2級FP過去問解説(学科)2016年1月【問題1】FPと倫理/関連法規

問題1

ファイナンシャル・プランナーの顧客に対する行為に関する次の記述のうち、各種法令で定める業務規制(いわゆる業務独占規定)に照らし、最も適切なものはどれか。

  1. 税理士資格を有しないファイナンシャル・プランナーが、顧客から提供された租税に関する情報を基に、当該顧客の確定申告書作成に関し、納付すべき税額計算の相談に応じた。
  2. 社会保険労務士資格を有しないファイナンシャル・プランナーが、顧客からの依頼に応じ、有償で老齢基礎年金の請求書の作成および申請手続きを代行した。
  3. 弁護士資格を有しないファイナンシャル・プランナーが、顧客の公正証書遺言作成時に証人の1人として立ち会い、顧客から適正な報酬を受け取った。
  4. 宅地建物取引業者ではないファイナンシャル・プランナーが、業として、顧客の代理人という立場で顧客の宅地または建物を売買した。

[正解]  (適切)

[解説]

  1. 税理士資格を有しないファイナンシャル・プランナーが、顧客から提供された租税に関する情報を基に、当該顧客の確定申告書作成に関し、納付すべき税額計算の相談に応じた。
  2. [解説]
    不適切である。「顧客から提供された租税に関する情報」は個別具体的な情報で、これを基に確定申告書の作成、税額計算の相談に応じることはできない。

  3. 社会保険労務士資格を有しないファイナンシャル・プランナーが、顧客からの依頼に応じ、有償で老齢基礎年金の請求書の作成および申請手続きを代行した。
  4. [解説]
    不適切である。請求書の作成や申請手続きを代行するには社会保険労務士の資格が必要である。

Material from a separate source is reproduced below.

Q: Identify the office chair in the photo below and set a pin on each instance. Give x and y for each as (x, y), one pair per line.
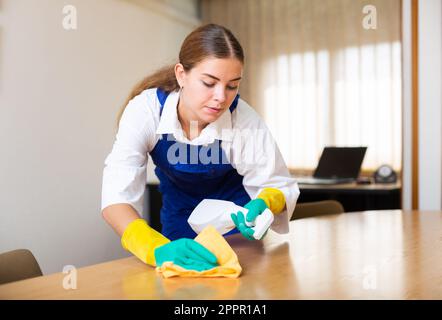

  5. 弁護士資格を有しないファイナンシャル・プランナーが、顧客の公正証書遺言作成時に証人の1人として立ち会い、顧客から適正な報酬を受け取った。
  6. [解説]
    適切である。公正証書遺言作成時の証人には、資格が求められない。つまり、ファイナンシャルプランナーでも行うことができる。証人になれないのは、未成年者や遺産分割に関係する推定相続人である。

  7. 宅地建物取引業者ではないファイナンシャル・プランナーが、業として、顧客の代理人という立場で顧客の宅地または建物を売買した。
  8. [解説]
    不適切である。業として、不動産売買の代理人になることはできない。宅建取引士の資格が必要である。


[要点のまとめ]
FPと倫理/関連法規

    目次

  1. FPと倫理
  2. FPの関連法規

1 FPと倫理

1. 顧客利益の優先
FPは顧客の立場に立ち、顧客利益を優先するプランニングやアドバイスを実施しなければならない。

2. 守秘義務の遵守
FPは顧客から入手した個人情報を、原則、顧客の承諾なく第三者に漏らしてはならない。
税理士や弁護士などほかの専門家の協力が必要な場合などでは、顧客の承諾を得た上で第三者に伝えることはできる。

2 FPの関連法規

1. 税理士法との兼ね合い
税理士資格を有していないFPは、有償無償を問わず、個別具体的な税務相談や確定申告書など税務書類の作成を行ってはならない。

2. 社会保険労務士法との兼ね合い
社労士資格を有していないFPは、有償無償を問わず、年金裁定請求書などの申請書作成代行を行うことはできない。ねんきん定期便などを利用して年金額の見込み額を試算することは社労士の資格がなくても可能である。

3. 弁護士法との兼ね合い
弁護士資格を有しないFPは、有償無償を問わず、個別具体的な法律判断や法律事務を行ってはならない。公正証書遺言の証人、遺言執行者、任意後見人については、弁護士資格がなくても可能である。

4. 宅建業法との兼ね合い
自らの不動産を貸す場合は宅建業者として登録は不要だが、これ以外は必要となる。

※宅建免許が必要な場合
免許が必要な宅建取引業とは、不特定多数の人を相手に、反復または継続して行うことを指し、取引内容は以下の場合に該当する。

自己物件他人物件
代理
他人物件
媒介
売買
交換
賃貸×

5. 保険業法との兼ね合い
 保険募集人登録をしていないFPは、保険の募集および契約をすることはできない。保険商品の一般的な解説は可能である。

6. 金融商品取引法との兼ね合い
 金融商品取引業者の登録をしていないFPは、個別具体的な投資判断やアドバイスをすることはできない。一般的な情報を伝えることは可能である。